Senior Spielbergo said...

Here’s a question (one I don’t know the answer to, I’m genuinely asking). Is the standard of news coverage in America actually lower than Britain? I mean everyone can get behind making fun of Fox News, but I’ve certainly also made fun of ITV news, The Sun (the most commonly read newspaper in the UK by the way), The News of The World etc etc. The only bits of American media we tend to get are the bits where they make an utter hash of it, so I’m wondering if that’s not a fair representation. They clearly have lots of other stations and newspapers, so is the overall standard actually any better than ours?

We obviously read / watch the news sources we like, and ignore all the ones we don’t (in terms of British news), so I’m wondering if this biases our view when we look at American media.

Tomsk said...

The main difference is that British TV news broadcasters have an obligation to be impartial (mandated by the OFCOM broadcasting code).
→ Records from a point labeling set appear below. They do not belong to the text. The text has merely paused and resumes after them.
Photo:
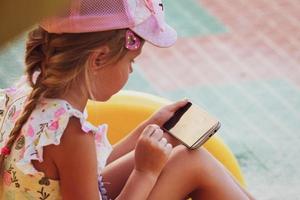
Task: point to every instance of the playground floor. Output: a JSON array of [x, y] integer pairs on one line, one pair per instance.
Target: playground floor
[[240, 60]]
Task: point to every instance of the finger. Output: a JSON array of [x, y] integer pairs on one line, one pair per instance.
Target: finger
[[163, 141], [157, 134], [175, 106], [149, 130], [168, 148]]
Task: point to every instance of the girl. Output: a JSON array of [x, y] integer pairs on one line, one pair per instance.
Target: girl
[[50, 151]]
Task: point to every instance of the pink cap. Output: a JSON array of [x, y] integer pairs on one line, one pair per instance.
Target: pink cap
[[144, 17]]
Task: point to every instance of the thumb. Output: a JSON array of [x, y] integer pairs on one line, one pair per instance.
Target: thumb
[[175, 106]]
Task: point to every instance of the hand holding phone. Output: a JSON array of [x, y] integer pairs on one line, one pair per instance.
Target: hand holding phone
[[192, 125]]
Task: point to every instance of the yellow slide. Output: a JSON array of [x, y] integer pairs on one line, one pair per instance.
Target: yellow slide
[[125, 110]]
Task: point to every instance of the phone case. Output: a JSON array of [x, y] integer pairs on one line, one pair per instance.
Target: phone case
[[192, 125]]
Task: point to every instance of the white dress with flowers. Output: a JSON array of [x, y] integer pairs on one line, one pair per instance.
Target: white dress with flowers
[[44, 127]]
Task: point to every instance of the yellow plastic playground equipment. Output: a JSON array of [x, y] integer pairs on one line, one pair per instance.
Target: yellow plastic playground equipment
[[125, 110]]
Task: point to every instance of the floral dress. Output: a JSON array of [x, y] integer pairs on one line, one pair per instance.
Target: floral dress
[[44, 127]]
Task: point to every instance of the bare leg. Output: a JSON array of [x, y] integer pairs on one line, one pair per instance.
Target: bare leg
[[187, 173]]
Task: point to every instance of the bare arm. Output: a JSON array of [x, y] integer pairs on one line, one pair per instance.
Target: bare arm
[[159, 117], [76, 162], [128, 143]]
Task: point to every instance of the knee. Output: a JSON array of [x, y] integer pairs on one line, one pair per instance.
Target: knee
[[198, 161], [189, 159]]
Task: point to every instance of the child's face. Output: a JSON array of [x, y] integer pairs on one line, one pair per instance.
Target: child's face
[[110, 79]]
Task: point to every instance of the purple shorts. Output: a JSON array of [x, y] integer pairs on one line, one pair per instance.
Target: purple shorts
[[103, 191]]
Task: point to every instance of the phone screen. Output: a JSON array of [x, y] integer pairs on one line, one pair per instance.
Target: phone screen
[[192, 125]]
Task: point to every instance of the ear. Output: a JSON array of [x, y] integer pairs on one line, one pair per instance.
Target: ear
[[98, 57]]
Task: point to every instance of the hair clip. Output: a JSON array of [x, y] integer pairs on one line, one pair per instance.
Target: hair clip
[[5, 151], [133, 42]]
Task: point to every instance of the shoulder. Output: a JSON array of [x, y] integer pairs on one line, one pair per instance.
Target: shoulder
[[76, 162]]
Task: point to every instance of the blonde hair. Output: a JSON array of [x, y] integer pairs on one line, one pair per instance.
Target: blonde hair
[[60, 60]]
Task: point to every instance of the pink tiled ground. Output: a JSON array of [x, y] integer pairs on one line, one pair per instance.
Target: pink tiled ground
[[263, 41]]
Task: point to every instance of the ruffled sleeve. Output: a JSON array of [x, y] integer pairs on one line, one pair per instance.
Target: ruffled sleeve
[[46, 126]]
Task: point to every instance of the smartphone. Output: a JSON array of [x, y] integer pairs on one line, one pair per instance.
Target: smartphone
[[192, 125]]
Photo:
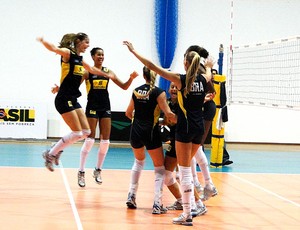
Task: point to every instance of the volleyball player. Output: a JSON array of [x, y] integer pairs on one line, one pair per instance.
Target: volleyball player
[[198, 208], [189, 129], [144, 110], [98, 110], [72, 65]]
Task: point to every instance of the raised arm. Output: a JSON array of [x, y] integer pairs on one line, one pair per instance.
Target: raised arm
[[130, 109], [209, 63], [64, 52], [123, 85], [171, 76], [95, 70], [163, 105]]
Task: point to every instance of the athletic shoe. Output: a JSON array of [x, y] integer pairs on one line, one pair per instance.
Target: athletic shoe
[[97, 175], [199, 189], [131, 201], [49, 159], [199, 211], [176, 206], [208, 193], [158, 209], [56, 160], [182, 220], [81, 179]]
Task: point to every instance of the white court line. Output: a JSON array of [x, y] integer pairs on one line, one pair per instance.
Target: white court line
[[265, 190], [72, 202]]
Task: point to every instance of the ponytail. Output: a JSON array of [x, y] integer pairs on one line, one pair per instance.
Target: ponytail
[[194, 59]]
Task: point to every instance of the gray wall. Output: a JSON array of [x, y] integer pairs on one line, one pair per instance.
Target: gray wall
[[28, 70]]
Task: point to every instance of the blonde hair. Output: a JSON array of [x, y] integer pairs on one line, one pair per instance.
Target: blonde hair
[[70, 40], [193, 59], [150, 76]]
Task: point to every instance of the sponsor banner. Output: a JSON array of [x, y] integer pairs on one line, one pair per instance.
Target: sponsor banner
[[23, 119]]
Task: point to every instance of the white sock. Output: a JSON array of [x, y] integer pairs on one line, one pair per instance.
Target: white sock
[[135, 175], [194, 172], [85, 149], [159, 182], [103, 148], [203, 164], [187, 188]]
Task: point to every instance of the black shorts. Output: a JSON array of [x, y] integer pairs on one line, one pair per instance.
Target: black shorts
[[171, 152], [97, 113], [149, 138], [194, 137], [64, 105], [209, 110]]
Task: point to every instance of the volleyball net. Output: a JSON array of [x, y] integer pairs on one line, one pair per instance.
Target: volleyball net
[[266, 74]]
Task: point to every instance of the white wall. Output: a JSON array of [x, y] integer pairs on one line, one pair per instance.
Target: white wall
[[28, 70]]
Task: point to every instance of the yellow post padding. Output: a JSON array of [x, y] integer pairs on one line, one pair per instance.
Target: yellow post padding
[[217, 139]]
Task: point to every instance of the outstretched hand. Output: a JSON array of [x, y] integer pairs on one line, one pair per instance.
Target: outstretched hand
[[133, 75], [40, 39], [209, 62], [55, 89], [129, 45]]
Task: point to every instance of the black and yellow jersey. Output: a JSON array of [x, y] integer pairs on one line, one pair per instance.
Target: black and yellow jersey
[[190, 115], [71, 76], [146, 110], [97, 92]]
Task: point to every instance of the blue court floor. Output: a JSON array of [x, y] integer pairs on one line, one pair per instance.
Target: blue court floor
[[284, 160]]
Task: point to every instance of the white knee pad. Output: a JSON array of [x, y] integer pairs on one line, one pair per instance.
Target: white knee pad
[[169, 179], [87, 145], [72, 137], [138, 165], [200, 157], [86, 133]]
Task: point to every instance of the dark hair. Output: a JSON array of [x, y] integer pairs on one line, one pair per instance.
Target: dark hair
[[71, 40], [200, 50], [149, 76], [193, 59], [94, 50], [214, 70]]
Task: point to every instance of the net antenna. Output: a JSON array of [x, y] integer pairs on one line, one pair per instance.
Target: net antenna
[[266, 74]]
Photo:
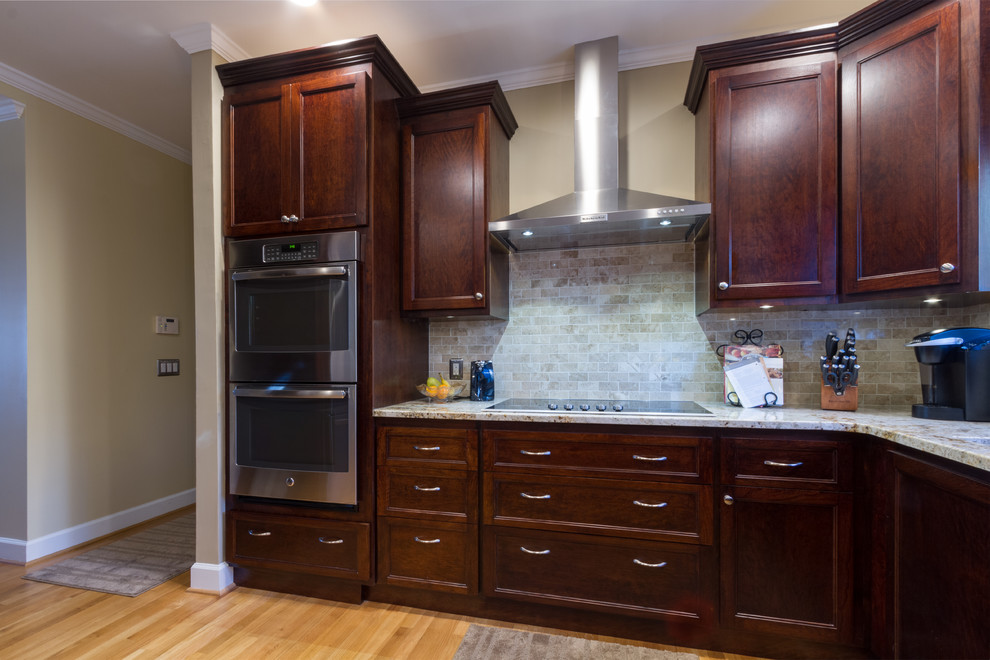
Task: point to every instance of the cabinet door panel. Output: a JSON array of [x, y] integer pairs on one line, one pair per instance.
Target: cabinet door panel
[[775, 150], [901, 157], [940, 580], [445, 244], [332, 146], [257, 121], [786, 559]]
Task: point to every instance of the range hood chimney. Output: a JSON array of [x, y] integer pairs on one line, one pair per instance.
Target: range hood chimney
[[599, 212]]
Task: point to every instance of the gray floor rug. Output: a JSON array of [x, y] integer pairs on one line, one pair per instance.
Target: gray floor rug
[[130, 566], [484, 642]]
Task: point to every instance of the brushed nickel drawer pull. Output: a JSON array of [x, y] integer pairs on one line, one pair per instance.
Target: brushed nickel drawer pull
[[776, 464], [533, 552]]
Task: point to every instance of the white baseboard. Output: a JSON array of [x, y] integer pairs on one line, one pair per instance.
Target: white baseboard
[[22, 552], [211, 578]]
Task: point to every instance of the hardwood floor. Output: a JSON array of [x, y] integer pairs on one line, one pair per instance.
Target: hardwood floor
[[46, 621]]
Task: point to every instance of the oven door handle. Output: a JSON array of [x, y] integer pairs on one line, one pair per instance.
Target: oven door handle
[[289, 394], [274, 273]]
There's no equivalent regulation in America.

There are no such rules for newspapers, which is why our print media can be as biased as they like.

On the question of TV quality, you only have to watch CNN to see how bad American TV news is (from supposedly one of the higher-quality news networks). It's so superficial and sensationalist it hurts to watch it. Then watch Fox News and weep.

Senior Spielbergo said...

OK yes I can accept that, although I imagine that it is largely a fault of competition that their TV media is rubbish. What with so many news channels available in the US, they presumably have to keep themselves “interesting” in order to maintain viewers. I think also that is also partially a result of them all being 24 hour news channels. BBC 24 and Sky News suffers from similar problems (although not to the extent of Fox News). A better comparison I would guess would be whatever the American equivalents are to the 6 o’clock news, or similar. Whereby you have a prepared in advance program that has being properly edited together and not done on the hoof. I’ve never actually seen one of them, and I guess I should ask do such things even exist in America or does everyone just turn over to CNN when they want news?

Tomsk said...

Yes, I agree that 24-hour news is considerably worse than pre-prepared bulletins.

ABC, CBS and NBC all have proper evening news programs but I've never seen them so I can't comment on how good they are.